In questi 40 anni abbiamo assistito – non possiamo negarlo – a fenomeni anche devianti; si sono scaricati sul sistema appetiti che hanno anteposto interessi personali a necessità collettive. La forza del sistema ha saputo identificare i nodi critici e porvi rimedio. Il diritto alla tutela della salute inteso non solo come assenza di malattia, bensì come diritto a uno stato di benessere, oltre che interesse individuale, assume la dimensione bene collettivo. Cittadini che stanno meglio e sono curati in modo adeguato concorrono a creare un maggior sentimento di positività e di fiducia nel futuro.

Questi 40 anni hanno permesso di portare il nostro Paese ai primi posti delle graduatorie mondiali sull’efficienza e qualità dei trattamenti curativi universali. Un primato che ogni giorno deve essere difeso e la cui sussistenza acquisisce ancor più valore se si considerano i tagli cui la spesa sanitaria è andata incontro e le nuove necessità che si sono poste anche a seguito dei rinnovati flussi migratori.

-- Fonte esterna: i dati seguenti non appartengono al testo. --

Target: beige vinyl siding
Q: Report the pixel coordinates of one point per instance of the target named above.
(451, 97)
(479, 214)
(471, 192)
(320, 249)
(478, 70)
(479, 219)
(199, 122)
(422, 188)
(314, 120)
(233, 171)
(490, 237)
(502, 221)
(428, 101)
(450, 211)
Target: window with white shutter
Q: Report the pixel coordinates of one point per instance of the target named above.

Le sfide che il sistema oggi si trova a dover affrontare sono ancora molto impegnative. Non mi riferisco solamente agli effetti necessari del contenimento della spesa pubblica, che vanno a impattare anche sulla sanità e l’assistenza; penso alla forte spinta regionalistica che differenzia vaste aree del Paese, finendo per creare preoccupanti distonie tra zone e città del medesimo territorio. Si dovrà porre mano per evitare squilibri per cui comunque vivere in alcune zone non costituisca un elemento di disparità.

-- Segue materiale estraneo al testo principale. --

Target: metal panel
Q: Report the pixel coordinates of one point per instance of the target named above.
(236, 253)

Nella complessa organizzazione dell’Ssn la formazione medica e degli operatori sanitari, la ricerca e la disponibilità dei farmaci – anche dei più innovativi – sono assi portanti di mantenimento e di sviluppo del sistema. In questo ambito la ricerca medica e farmaceutica hanno fatto progressi insperati solo 20-30 anni fa. Permettere a tutti i cittadini di accedere alle cure più avanzate ed efficaci resta il primo obiettivo del sistema universalistico. Un impegno gravoso, su cui un Paese e una classe politica moderni non debbono retrocedere. Distinguere cittadini tra coloro che possono accedere a una opportunità di cura e guarigione solo in base alla disponibilità economica è la negazione dello spirito e della lettera dei principi della riforma del 1978.